The JSON format enables programmatic access with minimal parsing overhead:
[{
"sha1": "3e6399a4b608bbd99dd81bd2be4cd49731362b5e",
"Title": "How China Will Use Cyber Warfare",
"Filename": "Fritz_HOW-CHINA-WILL-USE-CYBER-WARFARE(Oct-01-08)",
"Source": "Jason Fritz",
"Link": "https://app.box.com/s/696xnzy1an3jbm3b212y5n8xieirbemd",
"Year": "2008",
"Date": "10/1/08"
}]
For researchers building automation, the companion tools repository (https://github.com/aptnotes/tools) provides scripts for bulk downloading. This enables workflows like: fetch the JSON metadata, filter by year or source, download matching reports, and run batch analysis. The architecture supports use cases from simple reference lookups to large-scale corpus analysis for machine learning projects.
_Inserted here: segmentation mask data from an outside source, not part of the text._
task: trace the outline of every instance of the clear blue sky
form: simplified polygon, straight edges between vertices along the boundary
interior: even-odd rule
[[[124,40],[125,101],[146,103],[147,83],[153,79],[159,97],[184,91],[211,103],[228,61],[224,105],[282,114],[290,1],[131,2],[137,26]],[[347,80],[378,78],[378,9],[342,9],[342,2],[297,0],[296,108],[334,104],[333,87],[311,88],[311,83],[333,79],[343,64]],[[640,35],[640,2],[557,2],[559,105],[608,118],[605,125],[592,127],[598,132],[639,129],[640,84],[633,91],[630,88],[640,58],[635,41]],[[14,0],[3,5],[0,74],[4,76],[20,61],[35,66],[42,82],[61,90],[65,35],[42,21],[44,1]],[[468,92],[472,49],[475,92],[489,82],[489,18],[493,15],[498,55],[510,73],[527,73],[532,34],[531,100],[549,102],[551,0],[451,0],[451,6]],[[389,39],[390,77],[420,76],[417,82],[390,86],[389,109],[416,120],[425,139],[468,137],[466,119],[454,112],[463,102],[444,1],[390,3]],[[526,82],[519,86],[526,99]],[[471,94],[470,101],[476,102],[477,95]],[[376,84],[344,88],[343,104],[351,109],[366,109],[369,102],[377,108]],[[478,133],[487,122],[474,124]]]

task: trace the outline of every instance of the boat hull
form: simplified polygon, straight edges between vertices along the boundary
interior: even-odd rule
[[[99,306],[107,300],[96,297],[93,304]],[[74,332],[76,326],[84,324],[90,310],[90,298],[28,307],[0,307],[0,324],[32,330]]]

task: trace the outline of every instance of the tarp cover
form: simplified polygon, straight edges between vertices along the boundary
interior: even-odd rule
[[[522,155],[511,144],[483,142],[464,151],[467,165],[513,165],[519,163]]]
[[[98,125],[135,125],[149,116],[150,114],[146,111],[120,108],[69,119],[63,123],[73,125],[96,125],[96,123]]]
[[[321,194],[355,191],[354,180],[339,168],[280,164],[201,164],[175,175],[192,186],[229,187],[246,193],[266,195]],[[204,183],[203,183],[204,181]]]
The contribution model is equally pragmatic. Rather than complex pull request workflows, APTnotes accepts submissions via Twitter hashtags (#aptnotes), GitHub issues with a structured template, or direct contact. The issue template removes guesswork—contributors provide the report URL, vendor, title, and date. For HTML-only reports, the project recommends converting to PDF using tools like Print Friendly, ensuring consistent format across the archive. This low-friction contribution model has sustained the project for over a decade, with a growing list of contributors maintaining the corpus.
The data is known to power downstream projects like ThreatMiner, demonstrating its value as foundational infrastructure. ThreatMiner consumes the APTnotes metadata to provide searchable access to reports alongside IOCs and malware samples, showing how structured metadata transforms a static archive into a queryable intelligence platform.
Gotcha
APTnotes has architectural limitations that reflect its community-driven origins. The most significant: dependency on Box for storage. While this solved the GitHub size constraints, it creates a single point of failure. If Box discontinues their sponsorship or changes access policies, the entire corpus could become inaccessible. There’s no mention of redundant mirrors or alternative distribution—your access depends on Box’s infrastructure and APTnotes’ continued relationship with them.
The metadata is deliberately minimal. You get filename, title, source, date, and hash—nothing more. There’s no tagging by threat actor, malware family, industry vertical, or MITRE ATT&CK technique. If you need to find all reports about a specific group like APT28 or malware like TrickBot, you’re doing keyword searches through titles or downloading everything and building your own index. The project focuses on preservation, not enrichment. For structured threat intelligence with taxonomies and mappings, you’ll need to layer additional tooling on top or turn to alternatives like MITRE ATT&CK or STIX/TAXII repositories that prioritize structured data over document archival.
Verdict
Use APTnotes if you’re building threat intelligence platforms, conducting historical research on APT campaigns, need a comprehensive reference collection for security training, or want to analyze trends across vendors and years. It’s essential infrastructure for anyone who’s ever cursed a dead link in a two-year-old report citation. Use it if you value preservation over real-time feeds and can work with basic metadata to build your own analysis layer. Skip it if you need live threat feeds, structured IOCs ready for SIEM ingestion, or detailed taxonomies mapping reports to MITRE ATT&CK techniques—this is a historical archive with minimal enrichment. Skip it if you’re looking for technical malware analysis or sample repositories; APTnotes catalogs campaign reports, not binaries. For those use cases, look at Malpedia for malware samples or AlienVault OTX for real-time threat feeds with structured indicators.